Now that the 2022 plans and prices are available on Medicare.gov we have an opportunity to see what Medicare reports as the retail price on prescription drugs. Every year we find new and exciting examples of seniors being taken advantage of through pharmaceutical over pricing. Remember that the Retail price reported by Medicare is the retail price of the drug reported to them by the pharmaceutical company. Medicare is not allowed to question that price, shop that price or offer alternative pricing. This is the law passed by congress that took effect in 2006 and was written with the help of the pharmaceutical companies.
There have been attempts to allow the government to negotiate on behalf of seniors but there is a strong lobby protecting special interests. All attempts to change the status quo have failed for 15 years. A recent example is Levothyroxine Sodium which is the generic version of Synthroid.

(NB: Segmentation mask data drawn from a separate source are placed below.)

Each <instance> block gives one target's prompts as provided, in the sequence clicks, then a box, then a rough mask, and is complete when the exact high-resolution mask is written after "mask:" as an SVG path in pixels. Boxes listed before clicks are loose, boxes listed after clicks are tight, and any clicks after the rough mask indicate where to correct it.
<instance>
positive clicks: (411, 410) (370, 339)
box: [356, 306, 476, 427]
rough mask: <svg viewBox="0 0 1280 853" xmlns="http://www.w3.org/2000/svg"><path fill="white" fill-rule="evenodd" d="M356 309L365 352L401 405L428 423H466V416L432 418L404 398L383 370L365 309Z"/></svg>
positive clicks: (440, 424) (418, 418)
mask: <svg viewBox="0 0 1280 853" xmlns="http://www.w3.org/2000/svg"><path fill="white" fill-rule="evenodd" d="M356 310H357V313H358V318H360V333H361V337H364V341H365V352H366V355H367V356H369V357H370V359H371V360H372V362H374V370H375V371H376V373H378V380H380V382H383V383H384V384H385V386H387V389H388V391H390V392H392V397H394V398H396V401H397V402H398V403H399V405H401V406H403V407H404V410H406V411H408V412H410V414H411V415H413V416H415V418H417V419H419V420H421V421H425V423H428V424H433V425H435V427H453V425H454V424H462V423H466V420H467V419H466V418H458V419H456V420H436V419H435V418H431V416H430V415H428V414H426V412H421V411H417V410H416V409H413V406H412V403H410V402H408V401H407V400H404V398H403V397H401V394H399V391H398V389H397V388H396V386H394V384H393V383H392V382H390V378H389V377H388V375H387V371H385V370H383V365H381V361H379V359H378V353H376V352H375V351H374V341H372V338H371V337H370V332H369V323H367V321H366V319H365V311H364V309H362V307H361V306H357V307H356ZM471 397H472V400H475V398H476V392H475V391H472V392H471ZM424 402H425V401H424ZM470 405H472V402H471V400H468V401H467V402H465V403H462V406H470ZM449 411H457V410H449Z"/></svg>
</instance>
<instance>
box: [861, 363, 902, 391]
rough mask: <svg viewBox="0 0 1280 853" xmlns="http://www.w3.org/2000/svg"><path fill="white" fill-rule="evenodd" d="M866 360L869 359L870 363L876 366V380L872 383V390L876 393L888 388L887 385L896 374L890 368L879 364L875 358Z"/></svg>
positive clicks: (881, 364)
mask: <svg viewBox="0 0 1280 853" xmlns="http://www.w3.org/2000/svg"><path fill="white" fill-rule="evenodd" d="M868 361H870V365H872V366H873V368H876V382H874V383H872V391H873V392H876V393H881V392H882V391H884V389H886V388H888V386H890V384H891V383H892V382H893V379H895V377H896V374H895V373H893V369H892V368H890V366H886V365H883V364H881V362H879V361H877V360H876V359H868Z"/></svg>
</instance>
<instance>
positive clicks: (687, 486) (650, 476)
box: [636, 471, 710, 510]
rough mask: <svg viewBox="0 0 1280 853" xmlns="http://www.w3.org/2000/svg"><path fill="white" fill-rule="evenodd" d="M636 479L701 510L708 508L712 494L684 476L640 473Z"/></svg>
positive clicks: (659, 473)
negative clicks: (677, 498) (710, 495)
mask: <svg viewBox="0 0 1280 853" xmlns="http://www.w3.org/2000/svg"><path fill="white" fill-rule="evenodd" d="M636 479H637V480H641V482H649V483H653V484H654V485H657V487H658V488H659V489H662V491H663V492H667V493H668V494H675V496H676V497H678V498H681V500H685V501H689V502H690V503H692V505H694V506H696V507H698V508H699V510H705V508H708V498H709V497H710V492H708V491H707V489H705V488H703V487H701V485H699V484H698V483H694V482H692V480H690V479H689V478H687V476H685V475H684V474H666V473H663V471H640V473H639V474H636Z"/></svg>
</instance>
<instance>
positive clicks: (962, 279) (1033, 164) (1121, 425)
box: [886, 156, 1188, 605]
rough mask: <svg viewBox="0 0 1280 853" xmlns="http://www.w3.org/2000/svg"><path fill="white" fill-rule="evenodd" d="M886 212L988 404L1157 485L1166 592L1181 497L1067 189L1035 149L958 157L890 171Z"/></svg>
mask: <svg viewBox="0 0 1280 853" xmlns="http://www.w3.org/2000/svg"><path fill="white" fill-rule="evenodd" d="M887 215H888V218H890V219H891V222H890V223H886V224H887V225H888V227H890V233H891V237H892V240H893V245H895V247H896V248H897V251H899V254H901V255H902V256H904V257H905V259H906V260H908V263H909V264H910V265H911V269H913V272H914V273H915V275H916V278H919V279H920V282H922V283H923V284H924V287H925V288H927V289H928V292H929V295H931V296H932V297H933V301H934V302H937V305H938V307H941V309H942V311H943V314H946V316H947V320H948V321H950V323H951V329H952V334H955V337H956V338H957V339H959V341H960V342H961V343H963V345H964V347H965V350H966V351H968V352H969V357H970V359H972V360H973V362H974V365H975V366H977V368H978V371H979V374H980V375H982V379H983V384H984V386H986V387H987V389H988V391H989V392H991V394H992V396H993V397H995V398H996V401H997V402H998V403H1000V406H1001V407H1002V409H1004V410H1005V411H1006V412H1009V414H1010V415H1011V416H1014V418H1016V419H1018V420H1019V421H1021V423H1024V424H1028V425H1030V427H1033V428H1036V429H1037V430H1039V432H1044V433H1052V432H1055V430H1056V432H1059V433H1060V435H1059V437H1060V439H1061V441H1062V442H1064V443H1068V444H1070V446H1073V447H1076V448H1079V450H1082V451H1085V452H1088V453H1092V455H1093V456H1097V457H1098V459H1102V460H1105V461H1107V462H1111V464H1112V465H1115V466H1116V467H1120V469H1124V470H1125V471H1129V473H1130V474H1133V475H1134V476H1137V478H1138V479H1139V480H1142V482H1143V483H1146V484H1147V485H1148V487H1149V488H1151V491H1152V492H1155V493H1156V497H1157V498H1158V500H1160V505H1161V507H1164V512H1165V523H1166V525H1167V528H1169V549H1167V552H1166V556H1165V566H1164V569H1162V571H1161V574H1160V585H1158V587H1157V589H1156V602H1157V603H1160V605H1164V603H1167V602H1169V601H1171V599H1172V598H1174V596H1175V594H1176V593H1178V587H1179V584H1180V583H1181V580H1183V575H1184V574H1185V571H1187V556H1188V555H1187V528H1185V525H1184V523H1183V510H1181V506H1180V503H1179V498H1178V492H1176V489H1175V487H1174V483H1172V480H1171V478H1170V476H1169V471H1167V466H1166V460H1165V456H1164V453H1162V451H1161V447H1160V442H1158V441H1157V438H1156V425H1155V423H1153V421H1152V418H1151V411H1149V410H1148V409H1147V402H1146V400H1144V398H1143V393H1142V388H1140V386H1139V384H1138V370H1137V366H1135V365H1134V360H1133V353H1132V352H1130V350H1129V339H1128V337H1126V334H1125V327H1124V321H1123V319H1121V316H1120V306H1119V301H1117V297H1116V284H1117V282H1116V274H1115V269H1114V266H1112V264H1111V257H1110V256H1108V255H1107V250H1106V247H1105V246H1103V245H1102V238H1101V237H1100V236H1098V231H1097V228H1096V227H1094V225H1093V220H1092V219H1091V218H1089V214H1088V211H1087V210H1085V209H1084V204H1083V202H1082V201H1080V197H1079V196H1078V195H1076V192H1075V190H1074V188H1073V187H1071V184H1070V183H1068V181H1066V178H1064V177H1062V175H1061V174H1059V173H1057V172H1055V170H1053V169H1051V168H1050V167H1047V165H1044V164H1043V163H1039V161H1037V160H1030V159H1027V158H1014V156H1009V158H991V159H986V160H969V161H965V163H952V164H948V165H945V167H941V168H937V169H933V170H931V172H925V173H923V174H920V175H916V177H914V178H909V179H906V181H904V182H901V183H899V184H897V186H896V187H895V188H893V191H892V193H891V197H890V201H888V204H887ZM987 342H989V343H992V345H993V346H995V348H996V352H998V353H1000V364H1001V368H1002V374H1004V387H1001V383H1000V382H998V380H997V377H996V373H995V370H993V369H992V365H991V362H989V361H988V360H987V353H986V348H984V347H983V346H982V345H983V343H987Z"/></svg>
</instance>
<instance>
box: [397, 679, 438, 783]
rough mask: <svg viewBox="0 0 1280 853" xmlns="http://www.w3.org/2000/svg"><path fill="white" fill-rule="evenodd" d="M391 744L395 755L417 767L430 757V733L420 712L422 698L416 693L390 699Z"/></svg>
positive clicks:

The Medicare price for 30 pills is $152.48 but a check of GoodRx shows that you can get the same number of pills for $4 at Walmart. Why is Medicare 38 times higher that the street price? Seniors who don't shop their drugs will be taken advantage of by their government. Medicare has many rules in place to protect seniors but they fall short where big pharma is concerned. Caveat Emptor is the lesson here - let the buyer beware or more appropriately be aware. Know the street price of your drug before you go to the pharmacy. Be prepared to demand a fair price even if it means paying cash instead of a copay. When paying cash realize that any amount you spend will not count towards your total drug expenditure for the year which may make it more expensive to enter into the catastrophic level of coverage provided for under part D of Medicare.